Bountiful Bench (through 5 PM Saturday): 13.5" (0.87")
Bountiful (5 PM Saturday): 10.8" (not reported)
Cottonwood Heights (7 AM Sunday): 17.5" (1.64")
Holladay (7 AM Sunday): 15.5" (0.91")
Summit Park (12 PM Sunday): 20" (not reported)
Alta Collins (4 PM Sunday): 23" (1.16")
Canyons 8800 ft (3 PM Sunday): 20" (0.90")

It was a complicated storm featuring a frontal phase Friday night, a period Saturday and Saturday evening with strong enhancement along the benches, and a period Saturday night when the Little Cottonwood magic kicked in. 

There are, however, a couple of key observations to be made.  The first is that the water-equivalents were largest along the east bench of the Salt Lake Valley, not in the highest elevations of the Wasatch Mountains.  Alta-Collins, Snowbird, and Alta-Guard were the three wettest sites, each coming in just over an inch of water.  In contrast, two sites in Cottonwood Heights reported over 1.5 inches of water. 

A big reason for this is the first two storm phases, which featured strong frontal forcing and then a period with weak low-level northwesterly flow in the Salt Lake Valley, but light flow aloft with strongly stable conditions.  One can't always assume the climatological increase of precipitation (water equivalent) with elevation, and Friday night and Saturday provided a good example of that. 

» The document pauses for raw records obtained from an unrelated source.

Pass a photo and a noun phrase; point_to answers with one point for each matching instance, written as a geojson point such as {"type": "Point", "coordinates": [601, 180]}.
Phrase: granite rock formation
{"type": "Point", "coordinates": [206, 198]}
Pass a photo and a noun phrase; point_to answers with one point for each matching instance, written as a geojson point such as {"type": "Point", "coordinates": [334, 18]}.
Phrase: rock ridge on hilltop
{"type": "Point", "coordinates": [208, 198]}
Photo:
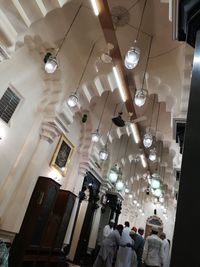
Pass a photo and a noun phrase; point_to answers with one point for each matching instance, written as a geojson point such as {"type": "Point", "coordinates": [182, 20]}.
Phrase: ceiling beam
{"type": "Point", "coordinates": [106, 23]}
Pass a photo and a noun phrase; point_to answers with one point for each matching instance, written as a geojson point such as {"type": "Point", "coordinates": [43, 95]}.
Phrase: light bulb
{"type": "Point", "coordinates": [113, 177]}
{"type": "Point", "coordinates": [103, 154]}
{"type": "Point", "coordinates": [72, 101]}
{"type": "Point", "coordinates": [95, 136]}
{"type": "Point", "coordinates": [132, 58]}
{"type": "Point", "coordinates": [51, 64]}
{"type": "Point", "coordinates": [157, 192]}
{"type": "Point", "coordinates": [155, 184]}
{"type": "Point", "coordinates": [148, 140]}
{"type": "Point", "coordinates": [126, 190]}
{"type": "Point", "coordinates": [119, 186]}
{"type": "Point", "coordinates": [161, 199]}
{"type": "Point", "coordinates": [152, 155]}
{"type": "Point", "coordinates": [140, 97]}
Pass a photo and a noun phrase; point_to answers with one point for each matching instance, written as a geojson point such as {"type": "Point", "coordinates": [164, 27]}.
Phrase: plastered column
{"type": "Point", "coordinates": [13, 216]}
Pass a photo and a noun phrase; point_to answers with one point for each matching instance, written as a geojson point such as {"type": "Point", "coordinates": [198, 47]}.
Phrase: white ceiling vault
{"type": "Point", "coordinates": [42, 24]}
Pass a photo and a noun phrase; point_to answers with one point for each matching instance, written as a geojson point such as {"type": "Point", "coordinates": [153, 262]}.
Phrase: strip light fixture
{"type": "Point", "coordinates": [143, 160]}
{"type": "Point", "coordinates": [95, 7]}
{"type": "Point", "coordinates": [135, 133]}
{"type": "Point", "coordinates": [119, 81]}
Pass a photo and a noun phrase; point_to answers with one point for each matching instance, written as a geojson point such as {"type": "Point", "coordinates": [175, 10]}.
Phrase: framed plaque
{"type": "Point", "coordinates": [62, 155]}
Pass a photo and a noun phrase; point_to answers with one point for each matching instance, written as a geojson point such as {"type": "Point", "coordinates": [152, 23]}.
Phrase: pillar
{"type": "Point", "coordinates": [16, 208]}
{"type": "Point", "coordinates": [185, 250]}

The second key observation is that this storm really didn't add much to the snowpack.  The 23 inches of snow that fell at Alta-Collins sounds like a lot, but it had an average water content of only 5%.  The 10 inches that fell Saturday night had a water content of only 3%. 

So much snow, so little water!

Basically, the storm put smiles on skiers faces, but water managers still have heartburn.  The Snowbird SNOTEL snowpack water equivalent didn't go up as much as one might expect from the precipitation gauge observations (this is not uncommon), but even if one jacks up the snowpack water equivalent to account for this, we're still losing ground to average.  At the end of December, we were 6.1" below average snowpack water equivalent.  Today, even with the weekend snow, we're 9.1" of water below average. 

Source: NWS
This time of year, we should be adding about 1.5 inches of water to the upper-elevation snowpack in Little Cottonwood Canyon every week.  In the first 3 weeks of January, we added about 1 inch per week.   We're still losing ground. 

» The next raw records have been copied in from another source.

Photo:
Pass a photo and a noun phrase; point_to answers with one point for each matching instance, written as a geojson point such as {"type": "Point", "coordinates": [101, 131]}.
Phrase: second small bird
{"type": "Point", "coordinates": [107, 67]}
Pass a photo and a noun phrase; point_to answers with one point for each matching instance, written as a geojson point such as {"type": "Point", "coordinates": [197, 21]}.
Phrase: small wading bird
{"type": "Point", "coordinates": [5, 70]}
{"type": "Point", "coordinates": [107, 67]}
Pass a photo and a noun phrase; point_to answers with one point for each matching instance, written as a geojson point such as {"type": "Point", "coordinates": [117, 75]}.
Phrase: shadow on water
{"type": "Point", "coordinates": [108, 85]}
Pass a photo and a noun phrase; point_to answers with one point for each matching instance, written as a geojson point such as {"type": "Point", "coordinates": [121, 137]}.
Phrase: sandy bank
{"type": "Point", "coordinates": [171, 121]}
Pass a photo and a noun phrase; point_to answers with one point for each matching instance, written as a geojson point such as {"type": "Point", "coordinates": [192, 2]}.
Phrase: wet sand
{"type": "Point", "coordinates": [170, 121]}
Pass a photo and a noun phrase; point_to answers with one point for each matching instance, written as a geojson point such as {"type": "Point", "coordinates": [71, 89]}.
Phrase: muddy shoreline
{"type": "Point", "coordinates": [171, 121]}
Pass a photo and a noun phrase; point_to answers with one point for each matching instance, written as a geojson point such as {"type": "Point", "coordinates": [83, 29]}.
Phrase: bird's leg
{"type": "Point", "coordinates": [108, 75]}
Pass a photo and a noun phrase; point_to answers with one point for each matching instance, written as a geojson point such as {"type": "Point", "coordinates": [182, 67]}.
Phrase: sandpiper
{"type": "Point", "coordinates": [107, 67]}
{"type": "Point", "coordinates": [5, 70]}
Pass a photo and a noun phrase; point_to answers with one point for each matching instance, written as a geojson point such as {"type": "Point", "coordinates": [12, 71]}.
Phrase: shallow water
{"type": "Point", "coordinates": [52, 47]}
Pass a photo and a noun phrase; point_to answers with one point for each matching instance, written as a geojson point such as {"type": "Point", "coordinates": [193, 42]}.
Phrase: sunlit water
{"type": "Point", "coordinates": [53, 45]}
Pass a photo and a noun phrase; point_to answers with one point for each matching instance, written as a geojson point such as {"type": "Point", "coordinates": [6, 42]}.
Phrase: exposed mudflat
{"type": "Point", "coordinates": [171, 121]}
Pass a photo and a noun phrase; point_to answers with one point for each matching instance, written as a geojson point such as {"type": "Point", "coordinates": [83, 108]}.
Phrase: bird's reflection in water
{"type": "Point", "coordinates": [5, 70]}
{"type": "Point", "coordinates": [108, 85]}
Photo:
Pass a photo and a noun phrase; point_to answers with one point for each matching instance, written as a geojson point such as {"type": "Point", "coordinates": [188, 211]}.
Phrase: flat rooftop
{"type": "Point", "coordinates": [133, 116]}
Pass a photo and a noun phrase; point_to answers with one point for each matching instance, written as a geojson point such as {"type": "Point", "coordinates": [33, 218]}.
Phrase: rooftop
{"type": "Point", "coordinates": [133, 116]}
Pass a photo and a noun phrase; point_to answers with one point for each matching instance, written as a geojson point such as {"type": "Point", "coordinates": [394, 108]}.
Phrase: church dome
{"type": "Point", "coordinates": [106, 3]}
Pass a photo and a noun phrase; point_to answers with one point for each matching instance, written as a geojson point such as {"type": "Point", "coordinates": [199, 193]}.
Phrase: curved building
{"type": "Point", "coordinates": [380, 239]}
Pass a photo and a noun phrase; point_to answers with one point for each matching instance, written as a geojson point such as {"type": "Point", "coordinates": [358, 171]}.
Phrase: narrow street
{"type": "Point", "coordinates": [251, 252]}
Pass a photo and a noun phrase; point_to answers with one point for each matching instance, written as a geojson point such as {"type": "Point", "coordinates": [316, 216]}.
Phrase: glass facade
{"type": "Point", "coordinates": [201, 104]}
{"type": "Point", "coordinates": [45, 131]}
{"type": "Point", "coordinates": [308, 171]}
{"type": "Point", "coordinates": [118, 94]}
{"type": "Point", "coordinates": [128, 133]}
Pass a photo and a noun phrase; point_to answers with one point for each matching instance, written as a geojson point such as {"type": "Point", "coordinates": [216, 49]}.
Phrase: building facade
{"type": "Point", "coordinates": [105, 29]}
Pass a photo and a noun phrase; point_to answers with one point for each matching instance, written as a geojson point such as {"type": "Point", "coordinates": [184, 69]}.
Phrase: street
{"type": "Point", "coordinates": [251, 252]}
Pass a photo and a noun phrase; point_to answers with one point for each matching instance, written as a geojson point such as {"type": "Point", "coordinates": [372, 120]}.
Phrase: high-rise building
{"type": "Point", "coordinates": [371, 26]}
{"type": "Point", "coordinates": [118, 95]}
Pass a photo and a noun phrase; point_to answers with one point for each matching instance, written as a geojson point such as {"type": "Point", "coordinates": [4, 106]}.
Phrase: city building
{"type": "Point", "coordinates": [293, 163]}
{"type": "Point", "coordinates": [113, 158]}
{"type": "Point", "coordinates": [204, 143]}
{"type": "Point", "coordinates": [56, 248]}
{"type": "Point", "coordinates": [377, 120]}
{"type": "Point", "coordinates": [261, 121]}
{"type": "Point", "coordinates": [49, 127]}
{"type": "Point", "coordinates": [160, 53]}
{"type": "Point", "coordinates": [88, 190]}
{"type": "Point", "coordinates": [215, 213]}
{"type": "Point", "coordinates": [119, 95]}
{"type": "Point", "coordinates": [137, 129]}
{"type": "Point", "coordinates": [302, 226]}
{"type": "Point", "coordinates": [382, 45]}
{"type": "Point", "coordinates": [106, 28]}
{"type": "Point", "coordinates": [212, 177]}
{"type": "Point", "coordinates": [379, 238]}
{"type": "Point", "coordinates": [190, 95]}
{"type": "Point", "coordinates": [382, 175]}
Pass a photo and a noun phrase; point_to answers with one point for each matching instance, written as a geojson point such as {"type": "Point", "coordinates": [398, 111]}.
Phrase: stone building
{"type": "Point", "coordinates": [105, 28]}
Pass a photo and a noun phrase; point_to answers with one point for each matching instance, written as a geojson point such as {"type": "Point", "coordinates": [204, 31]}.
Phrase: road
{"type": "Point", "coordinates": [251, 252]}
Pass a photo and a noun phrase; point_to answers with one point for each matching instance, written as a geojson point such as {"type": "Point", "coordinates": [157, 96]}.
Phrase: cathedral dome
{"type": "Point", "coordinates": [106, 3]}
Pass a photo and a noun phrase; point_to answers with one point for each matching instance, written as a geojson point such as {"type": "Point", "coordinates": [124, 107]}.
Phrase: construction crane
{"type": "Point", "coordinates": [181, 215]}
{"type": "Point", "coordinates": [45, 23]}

This trend looks to continue for the next week.  Other than some snow showers today, our next change of a storm is in the Thursday-Friday time range.  The downscaled NAEFS ensemble generates anywhere from about 0.25 to 0.9" of water with that storm at Alta Collins.  Some members produce a bit more after that event, but not much.  Only one NAEFS member reaches the coveted 1.5" water mark for the week.   

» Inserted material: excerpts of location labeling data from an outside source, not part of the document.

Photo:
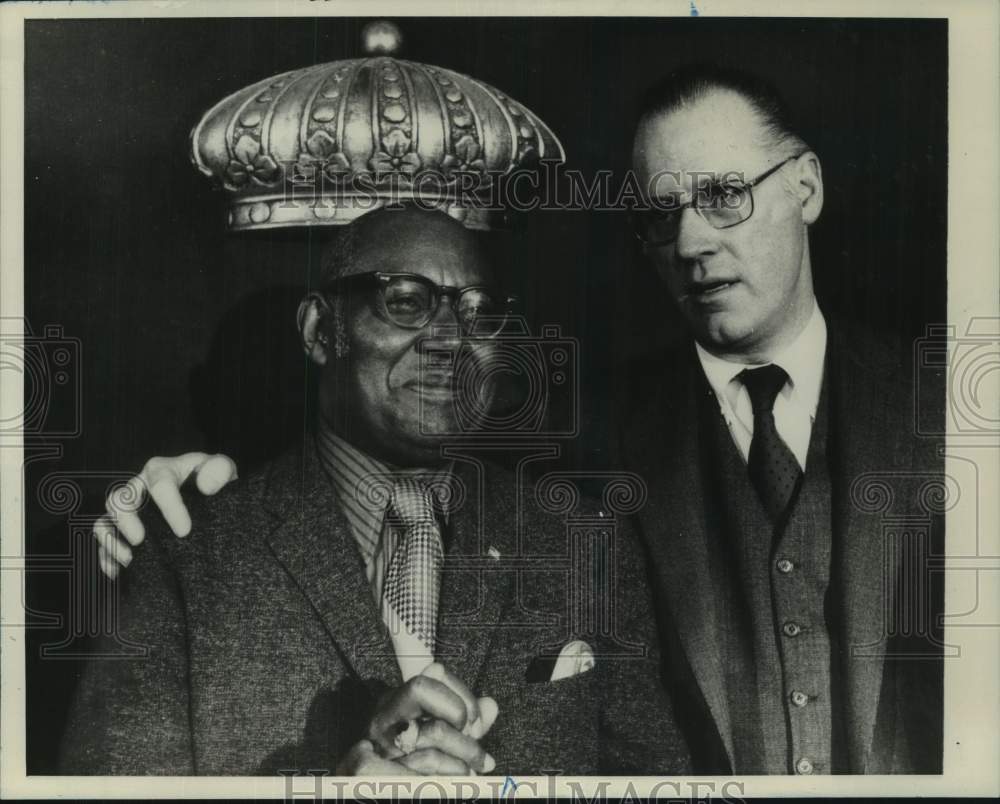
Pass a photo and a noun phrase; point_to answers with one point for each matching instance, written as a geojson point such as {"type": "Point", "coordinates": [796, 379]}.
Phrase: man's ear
{"type": "Point", "coordinates": [810, 186]}
{"type": "Point", "coordinates": [314, 322]}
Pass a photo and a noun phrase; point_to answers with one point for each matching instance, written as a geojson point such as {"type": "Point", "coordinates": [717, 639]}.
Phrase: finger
{"type": "Point", "coordinates": [417, 697]}
{"type": "Point", "coordinates": [108, 567]}
{"type": "Point", "coordinates": [432, 762]}
{"type": "Point", "coordinates": [114, 547]}
{"type": "Point", "coordinates": [167, 496]}
{"type": "Point", "coordinates": [215, 473]}
{"type": "Point", "coordinates": [440, 735]}
{"type": "Point", "coordinates": [439, 672]}
{"type": "Point", "coordinates": [164, 478]}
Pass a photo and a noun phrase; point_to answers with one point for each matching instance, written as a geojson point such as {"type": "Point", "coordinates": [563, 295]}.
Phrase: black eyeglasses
{"type": "Point", "coordinates": [720, 204]}
{"type": "Point", "coordinates": [411, 301]}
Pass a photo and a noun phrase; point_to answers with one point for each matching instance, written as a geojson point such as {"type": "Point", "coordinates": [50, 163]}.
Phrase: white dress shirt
{"type": "Point", "coordinates": [351, 471]}
{"type": "Point", "coordinates": [795, 406]}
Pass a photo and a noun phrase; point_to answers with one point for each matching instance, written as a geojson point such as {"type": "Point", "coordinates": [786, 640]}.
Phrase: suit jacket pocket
{"type": "Point", "coordinates": [548, 726]}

The end of January roughly marks the midpoint of the winter snow accumulation season at upper elevations.  At Snowbird, for example, the snowpack water equivalent averages 22.1" on February 1, roughly half the average peak of 44 inches on April 27.  With 9.9" currently on the ground, we look to be about 50% of average at the end of the month, with somewhere between 10 and 11.5 inches of snowpack water equivalent.  

We need a real storm cycle and we need it now.  


  1. Honestly the riding was ok at best. Super light snow is fun when it falls on something soft, but that wasn't the case this weekend, at least not at Solitude. There was a very hard, unforgiving layer that the new snow did nothing to buffer. Venturing off the main runs is still a gamble due to very thin coverage, and my buddy picked up a core shot as a souvenir even though we were trying to be conservative with our run choices. Having said that, with the way this season has gone, it was definitely one of the better, if not the best, days of skiing I've had at the resort so far.

    1. "The best deep-powder skiing is not found in the lightest snow, but rather in snow with enough ‘body’ to provide good flotation for the running ski.”
      -Ed LaChapelle

      That quote came to mind on Saturday.

      I've argued on this site that blower dumps don't create the best riding conditions, but people have called me a loon, so I no longer say the skiing was OK on those days.


  2. Yep, that quote is spot on. The snow that fell this weekend was very aesthetically pleasing as evidenced by the pictures put up on social media, but that was about it. When you're still looking to cover up rocks, logs, branches, and shrubbery, 3-5% isn't what you need.